Concept
The need to approach climate action, resource efficiency, and circularity performance as integrated, economy-wide, cross-cutting issues is gaining attention in the policy world, stimulating the development of new industrial policies worldwide, including the USA’s Inflation Reduction Act and China’s 14th five-year plan. In the EU, the Green Deal Industrial Plan along with the Net-Zero Industry Act, the Critical Raw Materials Act, and a reform of the electricity market design, set the regulatory framework for industrial competitiveness and innovation as well as the attractiveness of the EU as an investment location for the net-zero industry. These initiatives are aimed not only to respond to the geopolitical environment following the war in Ukraine and the need to secure access to raw materials, but also to reinforce the new Circular Economy Action Plan (CEAP), which explicitly promotes crosscutting actions that build synergies between Circular Economy and climate change mitigation and adaptation at global, regional, and national level. Despite these policy advancements in Europe and other major economies, however, there remains a wide progress gap at the global level between ambitious emissions savings and high circularity performance due to the limited scientific and technical capacity available to underpin feasible, robust, and effective policies in both domains.

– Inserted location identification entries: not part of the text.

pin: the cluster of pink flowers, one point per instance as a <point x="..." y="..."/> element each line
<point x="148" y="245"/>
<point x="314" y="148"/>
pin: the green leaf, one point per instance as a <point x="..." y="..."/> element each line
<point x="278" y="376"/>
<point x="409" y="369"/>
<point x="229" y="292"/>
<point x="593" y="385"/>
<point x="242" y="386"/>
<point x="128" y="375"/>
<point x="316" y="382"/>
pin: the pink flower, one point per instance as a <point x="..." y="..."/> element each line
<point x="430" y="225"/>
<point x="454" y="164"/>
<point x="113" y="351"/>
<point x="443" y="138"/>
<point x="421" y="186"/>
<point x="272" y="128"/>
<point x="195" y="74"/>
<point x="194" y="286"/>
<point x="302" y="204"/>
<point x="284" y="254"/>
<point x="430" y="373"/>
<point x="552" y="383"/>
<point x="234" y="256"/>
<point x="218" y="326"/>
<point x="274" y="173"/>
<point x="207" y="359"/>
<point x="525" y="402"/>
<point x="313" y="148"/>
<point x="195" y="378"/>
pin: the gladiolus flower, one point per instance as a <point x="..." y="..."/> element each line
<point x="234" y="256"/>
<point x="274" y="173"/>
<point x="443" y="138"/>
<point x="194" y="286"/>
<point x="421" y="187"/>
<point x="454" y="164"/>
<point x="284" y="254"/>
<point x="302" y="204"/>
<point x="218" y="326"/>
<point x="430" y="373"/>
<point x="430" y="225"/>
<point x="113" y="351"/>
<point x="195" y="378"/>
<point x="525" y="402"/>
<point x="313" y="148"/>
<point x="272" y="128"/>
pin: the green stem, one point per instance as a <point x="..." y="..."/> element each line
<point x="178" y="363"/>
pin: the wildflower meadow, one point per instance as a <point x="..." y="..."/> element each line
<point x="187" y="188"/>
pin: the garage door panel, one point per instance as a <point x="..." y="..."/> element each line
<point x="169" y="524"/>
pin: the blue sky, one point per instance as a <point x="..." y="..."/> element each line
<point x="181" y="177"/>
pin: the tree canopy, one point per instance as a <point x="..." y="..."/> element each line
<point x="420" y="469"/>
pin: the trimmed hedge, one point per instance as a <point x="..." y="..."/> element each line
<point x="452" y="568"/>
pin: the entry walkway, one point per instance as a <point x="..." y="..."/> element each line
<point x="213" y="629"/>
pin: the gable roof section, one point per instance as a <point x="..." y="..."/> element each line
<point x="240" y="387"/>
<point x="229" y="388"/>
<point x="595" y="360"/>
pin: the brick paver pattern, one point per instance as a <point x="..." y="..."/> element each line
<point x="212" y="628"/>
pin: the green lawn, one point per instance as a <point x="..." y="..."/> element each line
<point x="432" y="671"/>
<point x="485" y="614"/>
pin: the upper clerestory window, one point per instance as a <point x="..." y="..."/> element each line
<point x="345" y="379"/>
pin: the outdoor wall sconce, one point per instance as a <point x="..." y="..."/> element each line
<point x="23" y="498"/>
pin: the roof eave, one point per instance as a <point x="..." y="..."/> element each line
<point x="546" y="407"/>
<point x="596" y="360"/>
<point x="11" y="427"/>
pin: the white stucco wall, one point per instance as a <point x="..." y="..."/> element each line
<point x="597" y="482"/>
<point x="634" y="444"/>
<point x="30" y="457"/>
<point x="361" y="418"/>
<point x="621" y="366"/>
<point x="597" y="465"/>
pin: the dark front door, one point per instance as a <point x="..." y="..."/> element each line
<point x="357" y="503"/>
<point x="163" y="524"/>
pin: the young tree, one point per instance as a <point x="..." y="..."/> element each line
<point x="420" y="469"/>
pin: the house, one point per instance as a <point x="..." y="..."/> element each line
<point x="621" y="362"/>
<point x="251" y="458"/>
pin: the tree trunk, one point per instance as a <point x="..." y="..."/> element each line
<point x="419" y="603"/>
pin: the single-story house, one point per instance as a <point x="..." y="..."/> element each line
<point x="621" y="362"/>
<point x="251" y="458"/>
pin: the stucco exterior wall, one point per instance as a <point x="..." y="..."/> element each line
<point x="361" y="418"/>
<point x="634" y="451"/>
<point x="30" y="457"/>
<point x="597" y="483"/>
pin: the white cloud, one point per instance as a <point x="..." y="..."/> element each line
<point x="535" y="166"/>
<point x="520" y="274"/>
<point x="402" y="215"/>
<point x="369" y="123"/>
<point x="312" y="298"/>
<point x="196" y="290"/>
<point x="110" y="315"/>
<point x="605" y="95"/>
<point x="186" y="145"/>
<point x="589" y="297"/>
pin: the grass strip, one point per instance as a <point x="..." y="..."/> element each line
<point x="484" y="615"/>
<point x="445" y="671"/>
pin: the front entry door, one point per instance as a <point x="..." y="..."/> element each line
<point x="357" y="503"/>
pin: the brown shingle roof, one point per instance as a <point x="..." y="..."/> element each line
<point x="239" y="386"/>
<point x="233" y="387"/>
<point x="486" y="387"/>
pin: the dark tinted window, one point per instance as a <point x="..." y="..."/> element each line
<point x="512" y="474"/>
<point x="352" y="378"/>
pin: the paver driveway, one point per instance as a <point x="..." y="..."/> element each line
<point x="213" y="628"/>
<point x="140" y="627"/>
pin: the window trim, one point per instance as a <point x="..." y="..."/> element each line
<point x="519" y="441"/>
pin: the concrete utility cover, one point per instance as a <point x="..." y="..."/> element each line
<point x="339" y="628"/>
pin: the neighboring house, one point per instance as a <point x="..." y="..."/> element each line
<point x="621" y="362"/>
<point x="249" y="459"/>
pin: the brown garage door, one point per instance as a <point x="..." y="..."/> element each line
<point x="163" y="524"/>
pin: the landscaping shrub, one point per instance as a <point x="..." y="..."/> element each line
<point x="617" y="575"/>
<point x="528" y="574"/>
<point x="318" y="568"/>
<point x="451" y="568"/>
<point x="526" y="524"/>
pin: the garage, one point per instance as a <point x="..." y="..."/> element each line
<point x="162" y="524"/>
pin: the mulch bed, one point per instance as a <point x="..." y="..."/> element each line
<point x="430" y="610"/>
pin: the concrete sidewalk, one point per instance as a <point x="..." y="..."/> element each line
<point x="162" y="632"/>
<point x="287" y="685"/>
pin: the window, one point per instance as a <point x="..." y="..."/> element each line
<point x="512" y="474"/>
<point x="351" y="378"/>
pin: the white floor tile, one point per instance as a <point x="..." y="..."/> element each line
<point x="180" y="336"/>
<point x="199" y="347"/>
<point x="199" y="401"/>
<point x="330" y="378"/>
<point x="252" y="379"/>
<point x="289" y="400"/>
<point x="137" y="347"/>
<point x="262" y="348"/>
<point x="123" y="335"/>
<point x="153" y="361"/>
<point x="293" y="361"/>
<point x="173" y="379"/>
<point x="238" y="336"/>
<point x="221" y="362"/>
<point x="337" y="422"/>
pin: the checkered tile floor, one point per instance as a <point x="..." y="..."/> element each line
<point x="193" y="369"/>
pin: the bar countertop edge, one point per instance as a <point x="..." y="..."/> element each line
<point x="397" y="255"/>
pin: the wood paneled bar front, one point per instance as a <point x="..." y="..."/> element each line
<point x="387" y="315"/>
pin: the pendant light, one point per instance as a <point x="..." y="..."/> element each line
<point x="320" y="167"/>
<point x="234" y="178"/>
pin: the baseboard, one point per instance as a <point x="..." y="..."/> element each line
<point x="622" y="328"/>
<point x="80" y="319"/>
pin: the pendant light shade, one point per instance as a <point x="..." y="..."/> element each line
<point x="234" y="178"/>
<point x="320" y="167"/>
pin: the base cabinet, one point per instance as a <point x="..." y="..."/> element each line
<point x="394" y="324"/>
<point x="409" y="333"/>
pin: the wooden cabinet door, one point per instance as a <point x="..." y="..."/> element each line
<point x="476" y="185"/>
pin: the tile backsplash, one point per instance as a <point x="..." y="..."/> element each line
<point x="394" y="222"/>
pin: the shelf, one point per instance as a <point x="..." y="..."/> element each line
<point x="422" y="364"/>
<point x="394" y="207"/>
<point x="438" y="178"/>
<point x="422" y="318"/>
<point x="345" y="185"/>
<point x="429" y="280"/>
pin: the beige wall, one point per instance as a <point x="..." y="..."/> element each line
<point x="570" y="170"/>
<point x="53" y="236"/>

The TRANSIENCE project will create an open, integrated, modular framework to simulate pathways toward achieving the transition of European industries to climate neutrality while fully integrating material efficiency and circular economy measures in energy and climate models. To do this, it will bring together the consortium’s high-level expertise behind, and backbones of, well-established models in actively informing climate, energy, and industrial policies in Europe, addressing concerns related to broader sustainability, including environmental synergies or trade-offs, changes in industrial output, employment, competitiveness, global sourcing, trade, and other macroeconomic indicators. The end product, the Model for European Industry Circularity and Climate Change mitigation (MIC3), will allow to establish the required capacities and provide useful insights for industrial circularity performance and decarbonisation. MIC3, the ‘satellite’ modules comprising it and the scenario exercises stemming from it will be entirely co-developed and validated with relevant stakeholders from industry, policy, and civil society, as well as used to inform assessments and transition strategies, at EU and country level, at global level, and within 4 heterogeneous regional industry clusters in Europe, to ensure their usability and exploitation in real-world use cases.